41 chapters / 102517 words

Approximately about 9 hours to read


Califica Wansani had died with her family. Died with them in the midst of a rebellion targeting magical possessors. Targeting people like her.

The parts of her that she loved - being a daughter, a sister - were no more. Now, the only identity that matter was what she was rather than who she was. But it didn't just matter to her.

With a rebellion rising in the countryside, targeting and killing possessors, Califica is forced to hide in the capital of Acroma.

During her time in the capital, she was discovered by the King and sent to train to become his next prize and weapon. But while she trains and learns more about her powers, Califica is forced to face her demons. And through it all Califica has to decide if she's willing to lose herself for the one identity that wants it all.

Book 1 of series


Action, Fantasy, Novel



4 days ago Kayla Amaro said:

I read the prologue and the first two chapters. Like Viviann, fantasy isn't something I read a lot of because it doesn't interest me all that much. Nevertheless, I still really enjoyed reading this. Amazing story! Keep up the good work!
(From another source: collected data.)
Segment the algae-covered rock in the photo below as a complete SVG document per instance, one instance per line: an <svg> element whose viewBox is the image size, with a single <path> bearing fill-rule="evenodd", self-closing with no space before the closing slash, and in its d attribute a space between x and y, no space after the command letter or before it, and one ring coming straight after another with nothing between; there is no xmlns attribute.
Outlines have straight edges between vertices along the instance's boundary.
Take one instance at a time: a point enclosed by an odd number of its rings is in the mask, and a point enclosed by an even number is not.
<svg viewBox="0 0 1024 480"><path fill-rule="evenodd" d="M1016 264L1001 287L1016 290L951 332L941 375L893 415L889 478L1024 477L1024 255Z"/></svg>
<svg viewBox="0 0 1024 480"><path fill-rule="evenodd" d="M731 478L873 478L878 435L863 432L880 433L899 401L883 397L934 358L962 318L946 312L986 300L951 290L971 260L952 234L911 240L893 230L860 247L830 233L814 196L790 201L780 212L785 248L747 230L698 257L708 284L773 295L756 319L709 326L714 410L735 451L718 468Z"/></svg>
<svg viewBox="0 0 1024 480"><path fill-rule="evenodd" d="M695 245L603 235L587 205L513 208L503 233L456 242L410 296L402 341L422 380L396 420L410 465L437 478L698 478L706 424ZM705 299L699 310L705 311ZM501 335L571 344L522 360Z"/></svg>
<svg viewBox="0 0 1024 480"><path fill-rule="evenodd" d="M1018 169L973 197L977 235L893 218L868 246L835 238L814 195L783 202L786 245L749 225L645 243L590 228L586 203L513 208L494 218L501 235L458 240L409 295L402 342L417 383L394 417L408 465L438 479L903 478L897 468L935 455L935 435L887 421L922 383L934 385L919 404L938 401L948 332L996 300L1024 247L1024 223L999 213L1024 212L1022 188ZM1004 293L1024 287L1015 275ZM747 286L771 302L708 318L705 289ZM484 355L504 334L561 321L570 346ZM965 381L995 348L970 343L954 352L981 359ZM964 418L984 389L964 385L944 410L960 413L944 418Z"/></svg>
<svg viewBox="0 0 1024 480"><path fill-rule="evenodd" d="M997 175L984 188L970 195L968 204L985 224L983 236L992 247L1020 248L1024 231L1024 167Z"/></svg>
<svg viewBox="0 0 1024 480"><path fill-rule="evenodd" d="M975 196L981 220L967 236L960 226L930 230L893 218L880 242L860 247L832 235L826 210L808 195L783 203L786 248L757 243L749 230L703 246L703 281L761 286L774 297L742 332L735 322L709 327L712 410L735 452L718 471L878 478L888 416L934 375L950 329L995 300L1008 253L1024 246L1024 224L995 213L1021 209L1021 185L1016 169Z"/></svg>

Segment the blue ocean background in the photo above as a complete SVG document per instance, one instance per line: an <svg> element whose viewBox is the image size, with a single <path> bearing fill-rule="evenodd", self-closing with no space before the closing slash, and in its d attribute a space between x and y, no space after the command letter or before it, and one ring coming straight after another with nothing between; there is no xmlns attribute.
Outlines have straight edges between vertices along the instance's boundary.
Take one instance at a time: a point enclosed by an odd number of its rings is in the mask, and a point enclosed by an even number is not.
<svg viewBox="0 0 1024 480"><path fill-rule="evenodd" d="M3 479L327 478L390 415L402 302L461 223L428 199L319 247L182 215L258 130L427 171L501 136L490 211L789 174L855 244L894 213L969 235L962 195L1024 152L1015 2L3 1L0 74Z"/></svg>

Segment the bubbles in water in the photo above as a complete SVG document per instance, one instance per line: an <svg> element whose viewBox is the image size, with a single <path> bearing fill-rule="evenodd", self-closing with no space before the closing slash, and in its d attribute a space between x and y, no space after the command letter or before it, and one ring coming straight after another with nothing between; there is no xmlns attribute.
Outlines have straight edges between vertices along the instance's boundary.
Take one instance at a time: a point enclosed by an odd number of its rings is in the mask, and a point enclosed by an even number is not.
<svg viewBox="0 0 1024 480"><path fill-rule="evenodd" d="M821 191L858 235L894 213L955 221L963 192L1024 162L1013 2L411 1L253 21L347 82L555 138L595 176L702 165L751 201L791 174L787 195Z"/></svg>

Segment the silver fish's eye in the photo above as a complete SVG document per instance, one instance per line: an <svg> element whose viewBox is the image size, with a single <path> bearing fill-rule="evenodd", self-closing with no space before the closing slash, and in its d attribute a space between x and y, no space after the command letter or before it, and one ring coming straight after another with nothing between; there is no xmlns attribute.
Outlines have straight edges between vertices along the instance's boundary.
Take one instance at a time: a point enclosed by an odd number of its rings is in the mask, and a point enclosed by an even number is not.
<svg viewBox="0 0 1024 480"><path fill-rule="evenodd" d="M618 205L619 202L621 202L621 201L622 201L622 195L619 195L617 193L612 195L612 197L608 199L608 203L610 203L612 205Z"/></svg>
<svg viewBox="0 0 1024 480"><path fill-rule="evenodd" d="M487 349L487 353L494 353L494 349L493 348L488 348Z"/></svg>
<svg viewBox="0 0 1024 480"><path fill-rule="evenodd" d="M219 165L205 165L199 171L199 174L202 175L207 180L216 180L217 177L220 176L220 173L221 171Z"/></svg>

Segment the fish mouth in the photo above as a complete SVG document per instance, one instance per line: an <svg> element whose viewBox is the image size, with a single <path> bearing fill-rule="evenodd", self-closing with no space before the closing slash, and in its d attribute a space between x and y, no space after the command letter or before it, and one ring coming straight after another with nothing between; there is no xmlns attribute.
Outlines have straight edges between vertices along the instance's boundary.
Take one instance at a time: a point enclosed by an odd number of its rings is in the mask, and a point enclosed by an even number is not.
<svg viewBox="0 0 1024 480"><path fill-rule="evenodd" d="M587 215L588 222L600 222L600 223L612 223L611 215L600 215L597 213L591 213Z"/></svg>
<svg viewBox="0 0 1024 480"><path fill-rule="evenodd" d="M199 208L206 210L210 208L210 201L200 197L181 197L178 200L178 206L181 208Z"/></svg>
13 days ago Viviann Stark said:

I read the first three chapters and I have to say I enjoyed this more than I thought I would so far. Fantasy isn't something I usually read, but I quickly grew a liking toward Califica (and her name) and became protective of her when reading the tavern scene and any part dealing with those three monsters. Those guys were awful to her!

I'm not the type to point out every single grammar and spelling mistake, but if you would like me to go back and do so I surely will. I didn't see too many, honestly. It was an enjoyable read and I would love to read on when I finish my other swaps.


19 days ago Olivia Carlyle said:

This story was absolutely fantastic! I stayed up late just trying to get to the next chapter! You had the perfect blend of action and mystery. I really think that you could've made Califica a little bit more guarding about her body. I didn't like how she just let the men ogle her and not do anything about it. All in all, this is an absolutely amazing piece. I am positive you will get somewhere with your writing.

Candy corn

3 months ago Christine Hungerford said:

I really thought your story was interesting. Although I did not care for Califica being seen as someone the men could just feast their eyes on, I think that you would have a great story if Califica runs away from the bar, or if she shows the men that she is not just a piece of meat.

There are some grammar and content errors in your story I'll mention in my review.



3 days ago cress said:

This was a very fun and intriguing read. I'm not a huge fan of high fantasy so I began the story in a rather critical state of mind. I'm pleased to say that you kept me interested and intrigued as a reader! Your descriptions are lovingly done and incredibly eloquent- I can tell how much work and thought you put into this. I also really like Califica as a heroine. Oft-times in high fantasy I've noticed that female leads are either super tough and headstrong and hard or soft and flimsy and damsel-in-distress-y. Califica is a wonderful middle ground between brute strength and willowy sensitivity and I found myself rooting for her. The only advice I would give is to make sure, at times, that you don't get too verbose. Also, just because I'm a nerd, I'd love to hear a bit more about the world, but there might be more worldbuilding in the later chapters? I'll keep reading. Thanks so much!


4 days ago Paige Johnson said:

I like how, sentence by sentence, the scene is revealed and so immersive. However, "tingling with numbness" is kind of an oxymoron. Otherwise, the flow is well-done.It feels very polished, publishable/professional. Good juxtaposition of temperature and tone from the pro to ch 1. Very realistic, I'm glad you included the gross bits about smelling of piss even. It feels like you've actually lived through this. They bleach their hair to go into the service. Interesting. I suppose it'd blend with the snow,but I couldn't say so for the maroon, though I'm sure it looks very cool. The line about how a strike with a coin would be more painful is powerful. Hm, though she does seem very jumpy for someone who is clearly familiar with this atmosphere.